Read the full articleUnesterified docosahexaenoic acid is protective in neuroinflammation’ on doi: 10.1111/jnc.12392.

Abbreviations used
ALA

alpha-linolenic acid

DHA

docosahexaenoic acid

EPA

eicosapentaenoic acid

LPS

lipopolysaccharide

NPD1

neuroprotectin D1

Neurochemists have had a burgeoning love affair with docosahexaenoic acid (DHA, 22:6n-3) since it was discovered to be uniquely enriched in the CNS. As if called by a siren, lipid neurochemists have been drawn to DHA and seduced by its elusive function in brain physiology. Simply, why is this fatty acid enriched in the CNS? What is the reason for this enrichment?

In 1961, DHA was tentatively identified in rat brain and noted to increase during brain maturation, but more importantly it was found to be uniquely enriched in the brain as compared to other organ systems (Biran and Bartley 1961). This discovery initiated a flourish of activity. DHA was found to be predominantly in the phosphatidylserine and phosphatidylethanolamine pools in human gray matter (O'Brien et al. 1964). Others also observed that DHA levels increase during rat brain maturation (Marshall et al. 1966). Later work in mice further substantiated that DHA is highly localized to phosphatidylserine and ethanolamine glycerophospholipids, while it is minimally found in choline glycerophospholipids (Sun and Horrocks 1968).

The efficiency of alpha-linolenic acid (ALA, 18:3n-3) elongation and desaturation to its longer chain derivatives eicosapentaenoic acid (EPA, 20:5n-3) and to DHA is an often debated topic. It is important to note that DHA, but not EPA is found enriched in the CNS. Although we have recently reviewed the ALA conversion debate (Barceló-Coblijn and Murphy 2009), 50 years ago it was observed that dietary ALA increases brain DHA content and that DHA content is protected from variations in dietary linoleic acid (18:2n-6) intake (Mohrhauer and Holman 1963). This groundbreaking study demonstrates that DHA is protected from changes in dietary fatty acids, but is indeed enhanced upon intake of its precursor, ALA. Another study of that era also noted that dietary fatty acids can alter brain fatty acid composition in a time-dependent manner and that brain DHA can be derived from dietary precursor ALA, but noted that high linoleic acid intake can indeed moderately reduce brain DHA levels (Rathbone 1965). Some 40 years later we, as well as others, have shown that dietary ALA can enhance brain DHA content, although not to the same extent as dietary DHA intake (Barceló-Coblijn et al. 2005). This study demonstrates two very important points. First, the mammal has the capacity to make DHA from dietary ALA and enrich brain phospholipid DHA levels. Second, that dietary DHA simply does this more efficiently.
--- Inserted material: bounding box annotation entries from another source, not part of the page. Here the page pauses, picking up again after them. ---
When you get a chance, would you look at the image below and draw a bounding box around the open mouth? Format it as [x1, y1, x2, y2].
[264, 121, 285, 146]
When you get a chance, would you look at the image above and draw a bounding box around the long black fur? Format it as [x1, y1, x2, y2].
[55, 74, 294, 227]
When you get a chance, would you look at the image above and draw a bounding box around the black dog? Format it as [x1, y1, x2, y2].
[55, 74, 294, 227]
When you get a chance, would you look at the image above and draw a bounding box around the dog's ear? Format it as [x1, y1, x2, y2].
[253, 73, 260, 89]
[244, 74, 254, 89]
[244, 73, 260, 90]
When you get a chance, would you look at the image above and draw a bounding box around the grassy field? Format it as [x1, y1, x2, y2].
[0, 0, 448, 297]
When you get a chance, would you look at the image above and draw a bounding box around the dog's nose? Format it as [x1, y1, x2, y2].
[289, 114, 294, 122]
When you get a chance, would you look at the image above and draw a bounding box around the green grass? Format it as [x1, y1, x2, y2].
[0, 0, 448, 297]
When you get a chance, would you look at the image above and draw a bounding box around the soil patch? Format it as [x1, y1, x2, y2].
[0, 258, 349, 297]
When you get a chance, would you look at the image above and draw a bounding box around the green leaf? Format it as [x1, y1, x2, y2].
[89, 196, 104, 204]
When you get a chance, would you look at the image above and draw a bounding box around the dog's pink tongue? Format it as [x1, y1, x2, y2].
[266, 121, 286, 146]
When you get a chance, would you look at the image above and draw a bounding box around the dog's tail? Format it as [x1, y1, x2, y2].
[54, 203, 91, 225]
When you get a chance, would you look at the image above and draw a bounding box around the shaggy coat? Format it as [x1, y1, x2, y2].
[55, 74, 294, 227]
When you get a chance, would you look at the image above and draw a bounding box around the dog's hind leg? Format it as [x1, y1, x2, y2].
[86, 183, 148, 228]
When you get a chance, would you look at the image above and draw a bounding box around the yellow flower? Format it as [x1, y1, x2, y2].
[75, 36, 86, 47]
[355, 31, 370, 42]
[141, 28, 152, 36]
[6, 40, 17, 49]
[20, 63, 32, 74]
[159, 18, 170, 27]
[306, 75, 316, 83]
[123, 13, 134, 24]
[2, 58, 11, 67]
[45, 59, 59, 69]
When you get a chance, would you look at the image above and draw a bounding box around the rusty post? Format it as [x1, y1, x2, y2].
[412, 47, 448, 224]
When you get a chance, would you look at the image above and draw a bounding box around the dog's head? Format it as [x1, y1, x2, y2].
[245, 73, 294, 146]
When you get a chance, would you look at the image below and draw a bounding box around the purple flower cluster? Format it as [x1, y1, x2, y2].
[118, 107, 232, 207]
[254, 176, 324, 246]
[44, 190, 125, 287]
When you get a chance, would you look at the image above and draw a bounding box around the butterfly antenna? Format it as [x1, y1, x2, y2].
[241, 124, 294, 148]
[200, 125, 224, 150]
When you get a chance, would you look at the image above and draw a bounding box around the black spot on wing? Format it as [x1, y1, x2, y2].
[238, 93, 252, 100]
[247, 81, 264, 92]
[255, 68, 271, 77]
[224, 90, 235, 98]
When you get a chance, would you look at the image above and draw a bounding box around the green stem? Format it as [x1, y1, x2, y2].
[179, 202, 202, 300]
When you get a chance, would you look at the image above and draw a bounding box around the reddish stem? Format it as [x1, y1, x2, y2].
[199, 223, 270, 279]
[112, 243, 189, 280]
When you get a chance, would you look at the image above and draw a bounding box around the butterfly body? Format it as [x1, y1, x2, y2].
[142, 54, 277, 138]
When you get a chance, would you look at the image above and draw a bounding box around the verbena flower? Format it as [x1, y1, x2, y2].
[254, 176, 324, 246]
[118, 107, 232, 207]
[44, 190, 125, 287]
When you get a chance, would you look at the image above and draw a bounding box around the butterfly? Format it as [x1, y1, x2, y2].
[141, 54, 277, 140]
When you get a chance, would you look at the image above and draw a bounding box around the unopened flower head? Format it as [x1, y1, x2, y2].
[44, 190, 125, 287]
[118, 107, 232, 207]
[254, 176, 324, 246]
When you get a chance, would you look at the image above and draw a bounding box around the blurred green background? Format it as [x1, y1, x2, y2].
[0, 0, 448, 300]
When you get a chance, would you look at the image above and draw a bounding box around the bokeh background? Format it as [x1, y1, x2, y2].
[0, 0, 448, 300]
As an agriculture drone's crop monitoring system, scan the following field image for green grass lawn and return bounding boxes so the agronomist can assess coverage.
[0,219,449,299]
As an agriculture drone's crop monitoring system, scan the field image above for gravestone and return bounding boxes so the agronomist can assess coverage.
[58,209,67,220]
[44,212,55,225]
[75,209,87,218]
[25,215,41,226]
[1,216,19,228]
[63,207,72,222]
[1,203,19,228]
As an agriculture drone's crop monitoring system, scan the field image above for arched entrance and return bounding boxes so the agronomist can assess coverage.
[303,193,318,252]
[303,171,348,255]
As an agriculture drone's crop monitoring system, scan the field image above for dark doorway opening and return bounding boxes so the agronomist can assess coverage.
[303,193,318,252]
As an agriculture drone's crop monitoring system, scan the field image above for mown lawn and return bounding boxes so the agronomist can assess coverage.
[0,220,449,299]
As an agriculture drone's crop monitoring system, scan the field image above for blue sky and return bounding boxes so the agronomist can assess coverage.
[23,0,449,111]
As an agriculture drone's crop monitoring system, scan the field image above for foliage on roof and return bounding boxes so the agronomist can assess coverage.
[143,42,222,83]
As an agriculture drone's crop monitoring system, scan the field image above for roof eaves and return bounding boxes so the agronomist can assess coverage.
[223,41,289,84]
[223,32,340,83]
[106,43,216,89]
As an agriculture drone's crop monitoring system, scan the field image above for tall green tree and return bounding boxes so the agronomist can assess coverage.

The mystery as to why EPA is not found concentrated in the brain, despite the high levels of DHA was recently illuminated by a study in which the authors observed that unlike DHA, EPA is rapidly lost in the CNS, accounting for the overall paucity of this n-3 family fatty acid in brain (Chen et al. 2011). This study established an important concept that not all n-3 fatty acid family members are treated equally in the brain, again suggesting that the enrichment of DHA into specific brain phospholipid classes has an important function.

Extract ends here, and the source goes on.